Depuis quelques semaines, plusieurs centaines de tunisiens très démunis, errent dans les rues et les squares de Paris. Leur situation nécessite un suivi social et sanitaire appuyé ainsi qu’un accompagnement juridique dans le respect de la dignité des personnes et du droit (comme défini dans les accords de Schengen ou de la Convention Européenne des Droits de l’Homme).


Devant le refus de l’Etat de proposer des solutions humanitaires et adaptées aux ressortissants tunisiens présents, la Ville de Paris renforce son dispositif d'aide ponctuelle :


•    en mettant à disposition 300 places d’hébergement d’urgence ;

•    en organisant via les associations plusieurs centaines de repas par jour ;

•    en distribuant des kits hygiène ;

•    en proposant une prise en charge médicale quand cela est nécessaire.


Une enveloppe de 335 000 euros dédiée à ce dispositif sera proposée lors du prochain Conseil de Paris des 16 et 17 mai.

Dès le 26 avril dernier, la Ville a mis en place ce dispositif d’aide ponctuelle d’urgence pour permettre un accueil digne des ressortissants tunisiens présents sur le territoire. Elle a missionné plusieurs associations de solidarité - France Terre d’Asile, Aurore, Emmaüs, La Chorba et Une Chorba pour tous - pour assurer l’hébergement,    l’aide    alimentaire,    l’accompagnement    social    et administratif individuel, des accès aux soins et des maraudes humanitaires de nuit.
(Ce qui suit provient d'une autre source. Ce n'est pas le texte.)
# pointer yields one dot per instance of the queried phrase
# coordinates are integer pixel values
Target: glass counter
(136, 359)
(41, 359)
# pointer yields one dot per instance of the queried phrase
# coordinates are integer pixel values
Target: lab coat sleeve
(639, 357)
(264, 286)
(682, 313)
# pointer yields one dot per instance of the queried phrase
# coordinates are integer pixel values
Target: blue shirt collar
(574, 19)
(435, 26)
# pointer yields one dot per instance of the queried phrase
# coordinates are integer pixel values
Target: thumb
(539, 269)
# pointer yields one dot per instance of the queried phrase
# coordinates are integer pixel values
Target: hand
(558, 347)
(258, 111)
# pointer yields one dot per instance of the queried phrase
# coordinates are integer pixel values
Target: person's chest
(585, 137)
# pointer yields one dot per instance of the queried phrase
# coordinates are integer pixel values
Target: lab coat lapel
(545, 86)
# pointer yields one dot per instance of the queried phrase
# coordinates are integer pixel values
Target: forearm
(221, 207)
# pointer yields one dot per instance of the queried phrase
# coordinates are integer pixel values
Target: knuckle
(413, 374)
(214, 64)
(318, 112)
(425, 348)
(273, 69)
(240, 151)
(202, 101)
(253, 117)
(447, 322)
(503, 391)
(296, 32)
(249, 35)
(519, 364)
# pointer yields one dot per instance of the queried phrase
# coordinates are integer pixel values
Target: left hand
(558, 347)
Afin d’apporter une réponse digne et responsable, avec des solutions adaptées aux ressortissants tunisiens présents sur le territoire, Bertrand Delanoë demande au gouvernement :

•    l’arrêt immédiat des interpellations de réfugiés tunisiens ;

•    d’appliquer l’accord de coopération signé en avril 2008 entre la France et la Tunisie qui prévoit l’embauche de 9000 tunisiens par an, afin de permettre à tous ceux qui le peuvent de bénéficier d’un titre de séjour par le
travail et la formation ;

•    d’adopter un dispositif spécifique avec une aide au retour revalorisée pour ceux qui le souhaitent.